TOPEKA, Kan. (AP) – Kansas officials are blaming changes in federal tax policies for lower-than-expected state revenue collections in April.
The Department of Revenue reported Wednesday the state’s April collections were $92 million less than analysts had forecast less than two weeks ago. More than $89 million of the shortfall was in individual income taxes related to federal changes in calculating capital gains on investments and other income.
Revenue Secretary Nick Jordan blamed President Barack Obama’s administration and changes made to the federal tax code that expired on Jan. 1, 2013.
Jordan says other states have seen similar declines in revenue collections, including Michigan which saw revenues drop 42.6 percent.
The April totals were announced as legislators returned to Topeka to finish work on the state budget and other issues.
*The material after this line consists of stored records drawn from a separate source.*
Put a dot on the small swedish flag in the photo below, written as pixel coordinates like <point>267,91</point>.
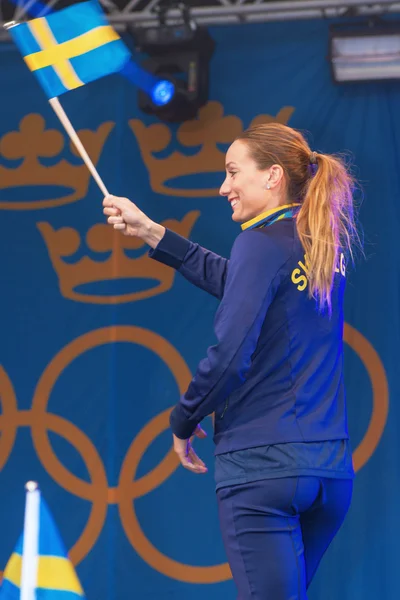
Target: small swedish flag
<point>70,47</point>
<point>48,572</point>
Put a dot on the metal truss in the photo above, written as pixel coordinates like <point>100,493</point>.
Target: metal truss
<point>207,12</point>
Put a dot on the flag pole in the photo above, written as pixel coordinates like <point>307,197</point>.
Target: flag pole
<point>31,542</point>
<point>58,109</point>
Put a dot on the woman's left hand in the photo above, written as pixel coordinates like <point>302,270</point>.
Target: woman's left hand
<point>187,455</point>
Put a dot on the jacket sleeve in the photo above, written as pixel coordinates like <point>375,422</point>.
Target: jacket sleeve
<point>253,276</point>
<point>201,267</point>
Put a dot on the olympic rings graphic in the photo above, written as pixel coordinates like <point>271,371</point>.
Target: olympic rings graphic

Governor Brownback’s statement on revenue report:
“What we are seeing today is the effect of tax increases implemented by the Obama administration that resulted in lower income tax payments and a depressed business environment.
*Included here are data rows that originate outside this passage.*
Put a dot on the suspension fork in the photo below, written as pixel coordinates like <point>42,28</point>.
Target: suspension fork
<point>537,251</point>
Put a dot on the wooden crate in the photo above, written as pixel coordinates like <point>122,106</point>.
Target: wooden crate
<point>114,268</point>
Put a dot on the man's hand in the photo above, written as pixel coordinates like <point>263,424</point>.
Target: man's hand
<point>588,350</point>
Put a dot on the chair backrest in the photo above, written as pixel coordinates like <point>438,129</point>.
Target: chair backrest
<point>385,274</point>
“Many taxpayers took advantage of capital gains and other income in the 2012 tax year to take advantage of favorable tax rates set to expire Jan. 1, 2013. The failed economic policies of the Obama administration are affecting states throughout the nation. It is more important than ever that we continue our focus on growing jobs and creating a business-friendly environment that benefits Kansans.
“Our pro-growth economic policies have resulted in one of the lowest unemployment rates in the nation and the creation of more than 50,000 new jobs since January 2011.”